As the clocks try to tempt him, he remembers that as the clocks exist outside of normal time, they depend on the hole in time that the capsule tore. The Doctor travels along his own timeline to the point where he sealed the airlock before the mustard gas was released. He runs to the lab and fills the time capsule with chrononium, the material used to make the time weapons, then he sets up a clockwork timer. After exposing himself to the gas, he returns to the present, without having changed history. The capsule then launches, sealing the hole. the clocks are killed, and the Doctor passes out.

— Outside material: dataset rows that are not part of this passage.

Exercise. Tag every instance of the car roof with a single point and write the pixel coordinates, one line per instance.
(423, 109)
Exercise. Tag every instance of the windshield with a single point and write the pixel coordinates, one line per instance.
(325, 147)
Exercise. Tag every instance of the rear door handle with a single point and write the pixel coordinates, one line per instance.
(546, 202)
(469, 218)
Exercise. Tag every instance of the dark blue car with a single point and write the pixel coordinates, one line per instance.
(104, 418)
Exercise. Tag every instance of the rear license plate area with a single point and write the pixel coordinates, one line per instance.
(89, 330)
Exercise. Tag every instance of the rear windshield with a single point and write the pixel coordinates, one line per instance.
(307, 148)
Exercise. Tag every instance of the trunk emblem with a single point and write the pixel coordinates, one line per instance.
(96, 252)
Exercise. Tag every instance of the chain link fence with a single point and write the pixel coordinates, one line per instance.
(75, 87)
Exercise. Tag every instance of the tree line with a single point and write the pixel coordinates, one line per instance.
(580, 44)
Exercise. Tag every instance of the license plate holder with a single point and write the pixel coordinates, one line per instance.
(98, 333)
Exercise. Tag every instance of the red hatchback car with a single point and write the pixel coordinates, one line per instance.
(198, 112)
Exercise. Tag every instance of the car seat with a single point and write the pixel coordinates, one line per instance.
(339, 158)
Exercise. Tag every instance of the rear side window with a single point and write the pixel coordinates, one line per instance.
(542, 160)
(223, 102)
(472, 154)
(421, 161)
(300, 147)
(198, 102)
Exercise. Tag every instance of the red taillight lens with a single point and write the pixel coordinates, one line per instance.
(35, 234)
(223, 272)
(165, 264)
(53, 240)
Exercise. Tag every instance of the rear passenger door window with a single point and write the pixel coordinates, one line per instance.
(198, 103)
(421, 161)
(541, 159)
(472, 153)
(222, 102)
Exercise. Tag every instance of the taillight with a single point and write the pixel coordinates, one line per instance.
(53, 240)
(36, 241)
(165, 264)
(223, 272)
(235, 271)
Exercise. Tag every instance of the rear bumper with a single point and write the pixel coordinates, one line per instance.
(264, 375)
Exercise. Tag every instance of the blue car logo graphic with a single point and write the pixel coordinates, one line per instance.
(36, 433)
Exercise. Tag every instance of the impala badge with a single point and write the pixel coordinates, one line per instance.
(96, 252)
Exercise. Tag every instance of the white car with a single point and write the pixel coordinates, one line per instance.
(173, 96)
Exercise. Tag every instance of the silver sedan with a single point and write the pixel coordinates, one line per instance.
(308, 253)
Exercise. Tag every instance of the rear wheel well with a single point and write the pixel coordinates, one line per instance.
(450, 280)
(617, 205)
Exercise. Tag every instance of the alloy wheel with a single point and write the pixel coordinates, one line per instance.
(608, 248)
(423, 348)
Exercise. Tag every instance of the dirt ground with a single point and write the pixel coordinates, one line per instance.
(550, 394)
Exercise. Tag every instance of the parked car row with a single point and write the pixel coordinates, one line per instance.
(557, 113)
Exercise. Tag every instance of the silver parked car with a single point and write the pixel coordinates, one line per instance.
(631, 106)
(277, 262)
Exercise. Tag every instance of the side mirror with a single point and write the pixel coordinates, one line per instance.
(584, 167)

Mistletoe reveals himself as Sabbath (he is not named in the text, but it is clearly him from the description) to Fitz and Anji. Sabbath explains that the clocks were not invading the universe but fleeing Sabbath's allies in the time vortex, and that both the clocks and the Doctor were manipulated into coming here, in the hope that the Doctor would destroy them. Sabbath then leaves, and Fitz and Anji carry the Doctor to the TARDIS.

==Continuity==
- The front cover is based on René Magritte's famous self-portrait, The Son of Man. In the original, an apple obscures the face.
- According to fellow series author Jon Blum, Morris has said that the clock-faced men in the story are meant to be Faction Paradox, although this is not made explicit in the text.
- The Wraiths in the novel The Slow Empire were also said to be fleeing Sabbath's allies. Who his allies are is revealed in the novel Sometime Never...
- Mistletoe's arrival was one of the glimpses of the future from Father Time, making Father Time Sabbath's (unnamed) first appearance in the novels.
- Romana was drawn with a clock as her face in the serial City of Death.